Лана ухмылялась, флиртовала тенями и взглядом с мужчинами, половина из которых выглядела невероятно довольной, хотя они то и дело сбивались со счета. Но, заметив нас, Лана тут же оторвалась от своего занятия. Ее улыбка из снисходительной сделалась кровожадной, а голубые глаза, устремленные на меня, наполнились угрожающим блеском.
– Третья! Четвертая! Пятая!.. Госпожа Мартинез, пожалуйста, не так быстро!
– Пятая или шестая?
– Вроде пятая…
– По-моему, шестая…
– Сколько их всего? – тихо спросила я Шона, глядя на то, как ее жуткие копии прохаживались, плясали вокруг охраны, то уменьшаясь, то увеличиваясь, переплетаясь друг с другом и разъединяясь.
– Семь. До понедельника, Лана! – мрачно бросил он, проходя мимо нее.

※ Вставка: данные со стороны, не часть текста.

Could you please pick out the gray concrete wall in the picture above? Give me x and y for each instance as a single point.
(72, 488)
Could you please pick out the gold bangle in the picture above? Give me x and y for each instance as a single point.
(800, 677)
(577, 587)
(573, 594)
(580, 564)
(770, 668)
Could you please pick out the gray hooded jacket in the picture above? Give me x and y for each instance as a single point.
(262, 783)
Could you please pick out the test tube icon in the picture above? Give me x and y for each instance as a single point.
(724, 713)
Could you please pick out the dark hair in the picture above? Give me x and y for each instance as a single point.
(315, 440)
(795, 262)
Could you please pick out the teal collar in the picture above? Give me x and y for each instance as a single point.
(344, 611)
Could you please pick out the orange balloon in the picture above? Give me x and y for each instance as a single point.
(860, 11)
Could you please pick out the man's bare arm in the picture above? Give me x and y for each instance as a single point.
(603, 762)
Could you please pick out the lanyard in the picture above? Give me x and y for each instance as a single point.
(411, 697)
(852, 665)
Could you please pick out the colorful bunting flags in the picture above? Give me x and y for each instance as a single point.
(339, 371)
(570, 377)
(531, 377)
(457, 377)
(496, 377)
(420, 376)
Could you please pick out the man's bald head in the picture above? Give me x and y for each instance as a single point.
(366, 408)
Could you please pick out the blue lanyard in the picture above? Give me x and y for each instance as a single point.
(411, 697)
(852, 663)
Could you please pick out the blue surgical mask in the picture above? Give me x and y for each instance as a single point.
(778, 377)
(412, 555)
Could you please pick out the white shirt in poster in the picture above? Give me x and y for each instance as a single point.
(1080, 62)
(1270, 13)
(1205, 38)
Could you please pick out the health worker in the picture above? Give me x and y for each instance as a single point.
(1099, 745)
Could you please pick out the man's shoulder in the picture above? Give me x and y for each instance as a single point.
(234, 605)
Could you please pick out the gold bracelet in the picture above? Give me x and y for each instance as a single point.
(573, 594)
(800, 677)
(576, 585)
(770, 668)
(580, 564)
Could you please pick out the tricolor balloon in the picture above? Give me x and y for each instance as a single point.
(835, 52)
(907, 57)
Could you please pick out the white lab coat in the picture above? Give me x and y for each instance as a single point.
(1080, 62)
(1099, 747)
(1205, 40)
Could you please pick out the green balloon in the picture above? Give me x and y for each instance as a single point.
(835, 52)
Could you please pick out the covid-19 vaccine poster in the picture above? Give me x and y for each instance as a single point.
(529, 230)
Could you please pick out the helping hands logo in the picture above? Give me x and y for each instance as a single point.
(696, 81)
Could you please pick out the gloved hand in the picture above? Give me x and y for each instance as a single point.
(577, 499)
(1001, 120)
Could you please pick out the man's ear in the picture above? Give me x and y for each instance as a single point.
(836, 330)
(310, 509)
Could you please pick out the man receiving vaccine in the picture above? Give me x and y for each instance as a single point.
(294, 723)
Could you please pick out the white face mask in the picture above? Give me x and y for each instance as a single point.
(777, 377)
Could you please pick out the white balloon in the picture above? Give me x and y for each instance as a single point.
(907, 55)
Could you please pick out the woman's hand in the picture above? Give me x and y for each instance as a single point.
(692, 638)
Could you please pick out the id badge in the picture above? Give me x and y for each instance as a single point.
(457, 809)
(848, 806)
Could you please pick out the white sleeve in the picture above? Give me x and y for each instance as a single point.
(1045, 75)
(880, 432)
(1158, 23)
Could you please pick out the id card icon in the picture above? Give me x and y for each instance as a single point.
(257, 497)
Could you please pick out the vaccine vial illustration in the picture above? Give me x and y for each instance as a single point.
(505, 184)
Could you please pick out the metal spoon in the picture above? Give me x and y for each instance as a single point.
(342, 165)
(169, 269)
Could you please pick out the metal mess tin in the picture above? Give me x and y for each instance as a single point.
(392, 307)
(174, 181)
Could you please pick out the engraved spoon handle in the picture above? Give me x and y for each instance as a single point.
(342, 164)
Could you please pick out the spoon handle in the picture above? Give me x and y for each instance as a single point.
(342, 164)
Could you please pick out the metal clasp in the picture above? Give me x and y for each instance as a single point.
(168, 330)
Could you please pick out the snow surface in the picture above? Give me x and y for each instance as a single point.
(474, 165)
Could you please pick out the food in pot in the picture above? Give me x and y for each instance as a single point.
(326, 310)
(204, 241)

– Пятая, пятая! Нет, шестая…
– До свидания, Лана, – попрощалась я.
Она кивнула, продолжая буравить меня хищным взглядом, который ничего хорошего не обещал. По коже поползли мурашки, а настроение, и без того неважное, сделалось еще хуже. Только оказавшись в салоне карлета и плотно захлопнув дверь, я почувствовала себя защищенной.
Мотор зарычал. Откуда-то с улицы послышались мужские крики «госпожа Мартинез, госпожа Мартинез!», но мне было не до них.
Я стала пристегивать ремни безопасности, обернулась и увидела одну из теней Ланы. Она уютно устроилась на заднем сиденье нашего карлета между запечатанной картиной и корзинкой с фруктами!
– Твою… – выпалила я, от неожиданности подпрыгнув на месте, и больно ударилась головой о купол.
Послышался шелест, отдаленно напоминающий смех.
– Наслаждаешься свободой, Лана? – сухо произнес Шон, поймав ее отражение в зеркале. Она кивнула. – Понимаю. Но тебя уже ждут.
Тень пожала плечами и растворилась, а синий карлет наконец взмыл в небеса. Какое-то время мы летели молча. Я размышляла о том, почему Лана устроила это представление. Наверное, таким образом она не только хотела намекнуть, что будет и дальше за нами шпионить, но и пыталась скрыть факт отсутствия одного из ее сумеречных клонов от охраны.
Шон хмурился, с силой сжимал руль и тоже думал о чем-то своем.
Когда особняк господина Штольцберга остался позади, он включил автопилот и полез за картиной. Грубо разорвал бумагу – и оттуда вырвалась белая масляная рука и схватила воздух в сантиметре от его рубашки.
Шон поморщился.
– Какая прелесть! – Прозвучало почище отъявленного ругательства.